El jardín de la señorita Winter era bastante desconcertante. Para empezar, su tamaño resultaba abrumador. Lo que a primera vista había tomado por la linde del jardín -el seto de tejos situado al otro lado de los arriates convencionalmente dispuestos- no era más que una suerte de muro interno que separaba esa parte del jardín de otras. Y el jardín estaba lleno de esas separaciones. Había setos de espinos, alheñas y hayas rojas, muros de piedra engullidos por la hiedra, crespillos y los tallos desnudos y revueltos de los rosales trepadores, así como cercas peladas o con sauces enredados en las tablas. Siguiendo los senderos, fui pasando de una sección a otra, pero no conseguí entender el trazado. Setos que parecían compactos vistos de frente revelaban un pasillo si se miraban por la diagonal.
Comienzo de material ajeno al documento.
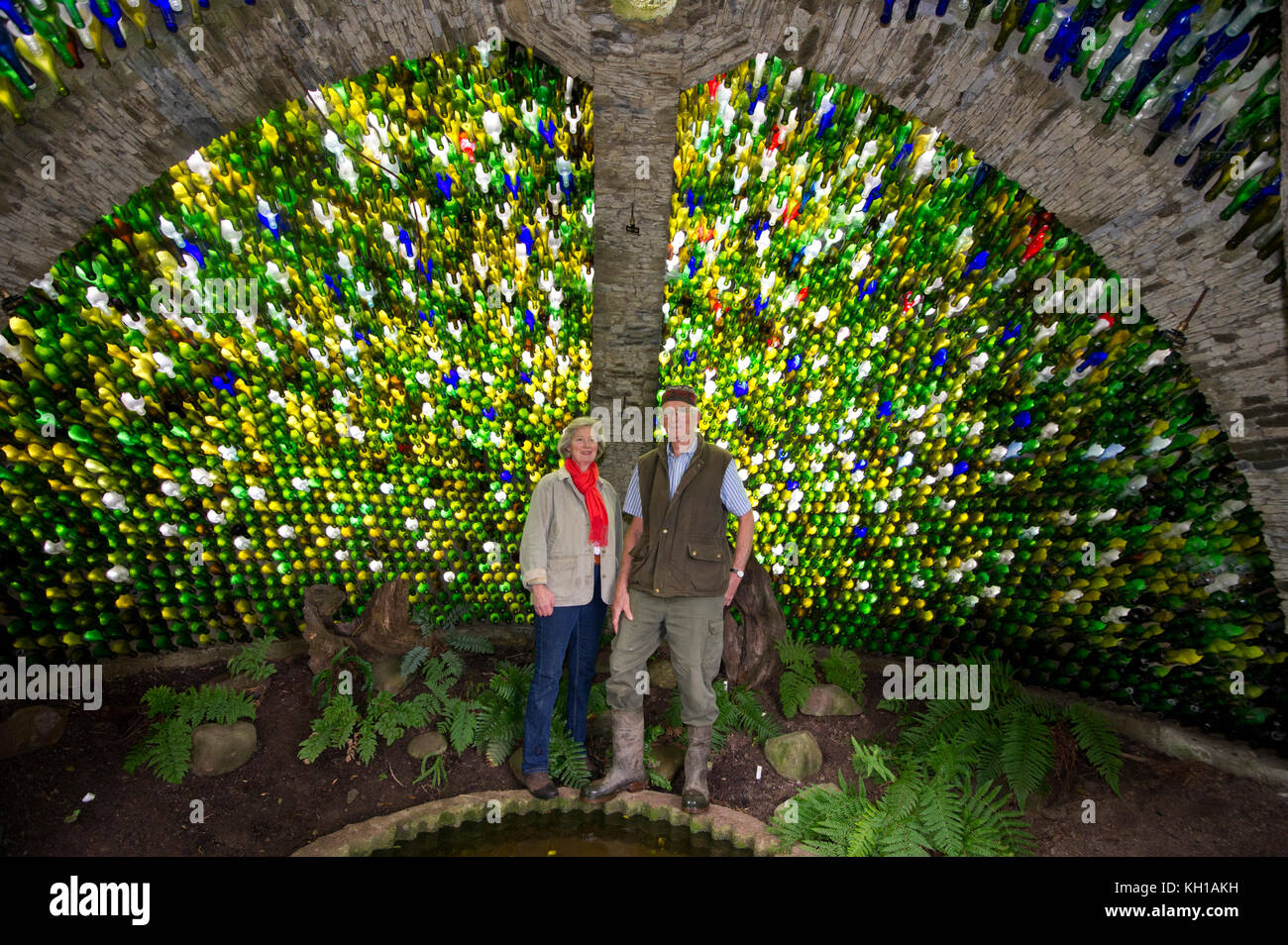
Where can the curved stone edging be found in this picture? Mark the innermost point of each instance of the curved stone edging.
(381, 832)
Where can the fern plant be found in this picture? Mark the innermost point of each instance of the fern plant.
(346, 667)
(502, 704)
(738, 711)
(932, 802)
(799, 677)
(845, 670)
(333, 729)
(253, 661)
(1013, 738)
(167, 747)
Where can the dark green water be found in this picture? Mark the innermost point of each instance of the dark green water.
(565, 833)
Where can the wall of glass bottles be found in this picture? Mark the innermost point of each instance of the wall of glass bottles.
(333, 347)
(944, 452)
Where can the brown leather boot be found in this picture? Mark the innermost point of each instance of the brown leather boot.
(540, 785)
(627, 769)
(696, 794)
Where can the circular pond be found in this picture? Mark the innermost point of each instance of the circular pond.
(513, 823)
(567, 833)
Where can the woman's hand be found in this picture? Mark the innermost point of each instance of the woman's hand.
(542, 600)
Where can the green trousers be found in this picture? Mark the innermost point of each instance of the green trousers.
(694, 630)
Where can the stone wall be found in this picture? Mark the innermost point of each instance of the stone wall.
(123, 127)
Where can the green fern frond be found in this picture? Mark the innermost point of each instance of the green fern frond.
(1098, 742)
(166, 751)
(413, 660)
(674, 711)
(748, 714)
(797, 653)
(252, 661)
(460, 724)
(794, 690)
(903, 838)
(845, 670)
(651, 735)
(896, 705)
(161, 700)
(471, 643)
(568, 763)
(941, 814)
(1028, 753)
(432, 766)
(331, 729)
(870, 760)
(167, 747)
(455, 664)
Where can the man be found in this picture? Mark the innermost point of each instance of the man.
(677, 571)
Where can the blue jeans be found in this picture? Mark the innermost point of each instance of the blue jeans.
(574, 631)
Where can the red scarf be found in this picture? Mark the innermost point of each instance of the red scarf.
(585, 483)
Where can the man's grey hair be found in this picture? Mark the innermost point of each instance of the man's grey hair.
(571, 430)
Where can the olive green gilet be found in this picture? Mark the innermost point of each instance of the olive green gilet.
(684, 550)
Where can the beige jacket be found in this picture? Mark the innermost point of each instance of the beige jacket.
(555, 546)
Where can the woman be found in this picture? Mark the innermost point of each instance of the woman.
(572, 541)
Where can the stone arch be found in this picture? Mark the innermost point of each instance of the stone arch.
(123, 127)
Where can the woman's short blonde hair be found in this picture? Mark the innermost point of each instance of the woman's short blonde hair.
(571, 430)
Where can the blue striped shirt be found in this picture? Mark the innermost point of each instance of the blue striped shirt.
(732, 492)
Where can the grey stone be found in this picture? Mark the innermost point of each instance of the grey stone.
(222, 748)
(31, 727)
(426, 744)
(781, 808)
(386, 677)
(829, 699)
(795, 756)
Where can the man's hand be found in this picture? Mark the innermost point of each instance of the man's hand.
(733, 587)
(621, 604)
(542, 600)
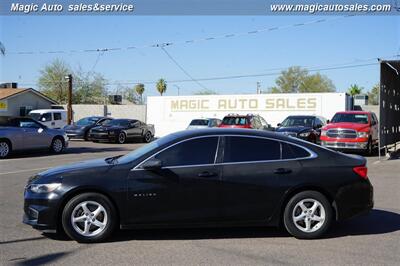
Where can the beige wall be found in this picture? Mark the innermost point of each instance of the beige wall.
(116, 111)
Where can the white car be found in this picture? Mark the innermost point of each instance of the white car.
(52, 118)
(204, 123)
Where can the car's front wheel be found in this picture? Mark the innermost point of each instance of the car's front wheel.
(89, 218)
(5, 148)
(307, 215)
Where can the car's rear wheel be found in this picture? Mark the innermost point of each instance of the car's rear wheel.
(5, 148)
(121, 138)
(89, 218)
(307, 215)
(147, 137)
(57, 145)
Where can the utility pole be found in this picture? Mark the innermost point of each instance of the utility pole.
(69, 102)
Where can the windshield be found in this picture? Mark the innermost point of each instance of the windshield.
(35, 116)
(235, 120)
(117, 122)
(87, 121)
(350, 118)
(298, 122)
(199, 122)
(145, 149)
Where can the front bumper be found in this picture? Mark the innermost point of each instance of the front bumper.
(345, 145)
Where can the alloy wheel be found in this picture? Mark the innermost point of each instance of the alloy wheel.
(308, 215)
(4, 149)
(89, 218)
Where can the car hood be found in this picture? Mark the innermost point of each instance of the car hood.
(293, 129)
(106, 128)
(347, 125)
(75, 167)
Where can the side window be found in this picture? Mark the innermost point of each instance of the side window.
(191, 152)
(292, 151)
(244, 149)
(57, 116)
(46, 117)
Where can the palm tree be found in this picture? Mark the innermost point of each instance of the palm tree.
(139, 88)
(354, 89)
(161, 86)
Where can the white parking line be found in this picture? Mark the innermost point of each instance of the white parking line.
(27, 170)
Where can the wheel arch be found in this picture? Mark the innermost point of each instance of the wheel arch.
(79, 191)
(289, 194)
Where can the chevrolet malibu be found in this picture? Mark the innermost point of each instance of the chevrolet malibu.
(209, 177)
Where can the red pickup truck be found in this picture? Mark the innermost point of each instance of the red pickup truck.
(351, 130)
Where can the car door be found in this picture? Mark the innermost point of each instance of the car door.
(34, 136)
(184, 190)
(254, 177)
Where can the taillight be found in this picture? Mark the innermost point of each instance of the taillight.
(362, 171)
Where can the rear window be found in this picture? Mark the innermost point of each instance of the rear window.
(235, 120)
(199, 122)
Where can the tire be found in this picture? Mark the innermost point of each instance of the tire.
(94, 215)
(121, 138)
(302, 221)
(5, 148)
(57, 145)
(147, 137)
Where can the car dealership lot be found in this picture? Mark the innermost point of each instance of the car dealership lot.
(372, 239)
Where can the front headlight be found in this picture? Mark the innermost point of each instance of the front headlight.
(44, 188)
(362, 134)
(304, 134)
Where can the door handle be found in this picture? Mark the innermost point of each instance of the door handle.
(282, 171)
(207, 174)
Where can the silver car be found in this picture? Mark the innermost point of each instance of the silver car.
(26, 133)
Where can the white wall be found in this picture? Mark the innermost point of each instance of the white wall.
(174, 113)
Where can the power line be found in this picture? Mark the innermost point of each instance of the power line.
(181, 68)
(184, 42)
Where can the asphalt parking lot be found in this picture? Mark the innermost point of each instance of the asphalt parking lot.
(372, 239)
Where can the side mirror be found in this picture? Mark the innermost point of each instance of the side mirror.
(152, 164)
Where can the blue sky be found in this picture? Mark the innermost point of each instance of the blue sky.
(340, 40)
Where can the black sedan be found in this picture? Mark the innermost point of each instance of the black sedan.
(122, 130)
(80, 129)
(209, 177)
(307, 127)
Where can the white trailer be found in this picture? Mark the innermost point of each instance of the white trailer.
(173, 113)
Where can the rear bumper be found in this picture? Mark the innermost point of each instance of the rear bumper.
(354, 200)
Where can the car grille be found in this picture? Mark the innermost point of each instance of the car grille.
(342, 133)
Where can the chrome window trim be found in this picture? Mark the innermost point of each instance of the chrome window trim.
(313, 155)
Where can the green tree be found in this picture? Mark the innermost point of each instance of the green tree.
(205, 92)
(161, 86)
(139, 88)
(354, 89)
(296, 79)
(373, 95)
(52, 81)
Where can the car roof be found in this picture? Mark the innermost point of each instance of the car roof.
(47, 110)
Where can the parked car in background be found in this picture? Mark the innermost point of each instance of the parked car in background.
(80, 129)
(18, 134)
(121, 130)
(52, 118)
(245, 121)
(351, 131)
(204, 123)
(307, 127)
(208, 177)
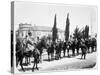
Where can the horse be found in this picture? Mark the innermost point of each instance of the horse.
(40, 46)
(50, 51)
(83, 49)
(21, 54)
(93, 44)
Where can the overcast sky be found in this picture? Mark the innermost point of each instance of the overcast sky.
(42, 14)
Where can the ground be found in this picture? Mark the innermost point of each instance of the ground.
(64, 63)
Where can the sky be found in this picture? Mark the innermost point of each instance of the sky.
(42, 14)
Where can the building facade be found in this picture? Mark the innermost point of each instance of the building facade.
(36, 31)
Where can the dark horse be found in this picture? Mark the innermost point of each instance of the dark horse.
(21, 54)
(40, 46)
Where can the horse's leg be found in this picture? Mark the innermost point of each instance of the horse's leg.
(33, 67)
(77, 50)
(21, 63)
(84, 56)
(37, 66)
(68, 52)
(48, 56)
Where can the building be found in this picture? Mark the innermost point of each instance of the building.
(36, 31)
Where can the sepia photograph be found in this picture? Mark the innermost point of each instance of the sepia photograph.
(49, 37)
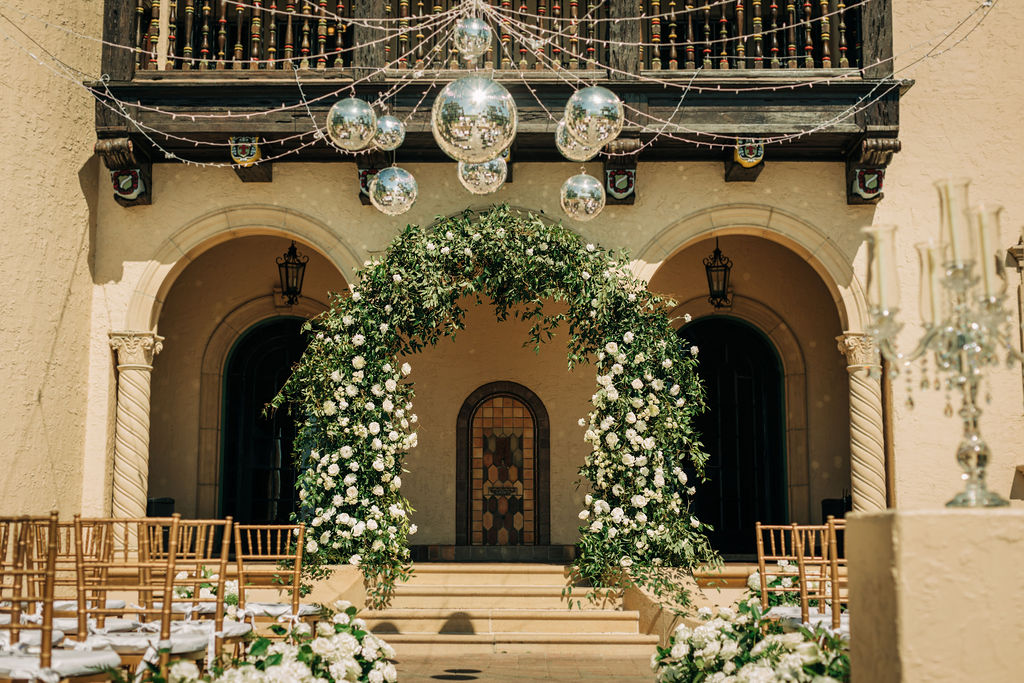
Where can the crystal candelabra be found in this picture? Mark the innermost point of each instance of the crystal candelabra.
(967, 325)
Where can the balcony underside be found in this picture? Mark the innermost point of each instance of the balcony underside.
(823, 123)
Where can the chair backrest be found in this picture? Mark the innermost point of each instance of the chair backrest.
(838, 571)
(813, 561)
(27, 579)
(269, 555)
(200, 565)
(778, 558)
(147, 579)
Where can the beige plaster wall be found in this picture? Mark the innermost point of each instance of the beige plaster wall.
(216, 283)
(817, 417)
(934, 595)
(962, 118)
(47, 224)
(445, 375)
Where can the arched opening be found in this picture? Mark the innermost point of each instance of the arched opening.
(258, 471)
(502, 472)
(742, 432)
(224, 290)
(778, 295)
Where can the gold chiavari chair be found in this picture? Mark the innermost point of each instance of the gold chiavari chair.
(28, 577)
(813, 562)
(201, 579)
(144, 578)
(837, 554)
(777, 559)
(270, 556)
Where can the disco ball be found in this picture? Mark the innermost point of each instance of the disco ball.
(351, 124)
(393, 190)
(594, 116)
(582, 197)
(473, 119)
(390, 133)
(472, 38)
(483, 178)
(568, 146)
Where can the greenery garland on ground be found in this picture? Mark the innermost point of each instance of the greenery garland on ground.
(353, 402)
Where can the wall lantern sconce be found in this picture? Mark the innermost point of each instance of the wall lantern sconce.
(292, 267)
(718, 267)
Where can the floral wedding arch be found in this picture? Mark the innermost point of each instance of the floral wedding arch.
(354, 403)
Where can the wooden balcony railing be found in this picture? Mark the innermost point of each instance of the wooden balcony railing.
(671, 35)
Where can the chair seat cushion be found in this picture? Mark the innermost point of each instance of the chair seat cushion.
(64, 663)
(181, 642)
(228, 630)
(29, 638)
(72, 605)
(275, 609)
(111, 625)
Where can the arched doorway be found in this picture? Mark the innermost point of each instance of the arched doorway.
(258, 474)
(502, 473)
(742, 431)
En los macizos de arbustos era fácil adentrarse, pero salir resultaba casi imposible. Fuentes y estatuas que creía haber dejado atrás reaparecían. Permanecí mucho rato inmóvil, mirando perpleja a mi alrededor, meneando la cabeza. La naturaleza se había convertido en un laberinto cuya intención era desconcertarme.

Al doblar una esquina tropecé con el hombre barbudo y reservado que me había recogido en la estación.

– La gente me llama Maurice -dijo presentándose de mala gana.

– ¿Cómo se las arregla para no perderse? -quise saber- ¿Existe algún truco?

– Solo es cuestión de tiempo -respondió sin levantar la vista de su trabajo.

Maurice estaba arrodillado sobre una parcela, allanando la tierra revuelta y apretándola alrededor de las raíces de las plantas.

Advertí que no le complacía mi presencia en el jardín, pero como yo también soy un alma solitaria, no me molestó. A partir de aquel día, cuando nos encontrábamos, procuré tomar un sendero en la otra dirección; creo que él compartía mi discreción, pues en una o dos ocasiones, intuyendo algún movimiento por el rabillo del ojo, levanté la vista y vi a Maurice retroceder sobre sus pasos o volverse con brusquedad. De ese modo conseguíamos dejarnos en paz; sobraba espacio para poder evitarnos sin sentirnos constreñidos.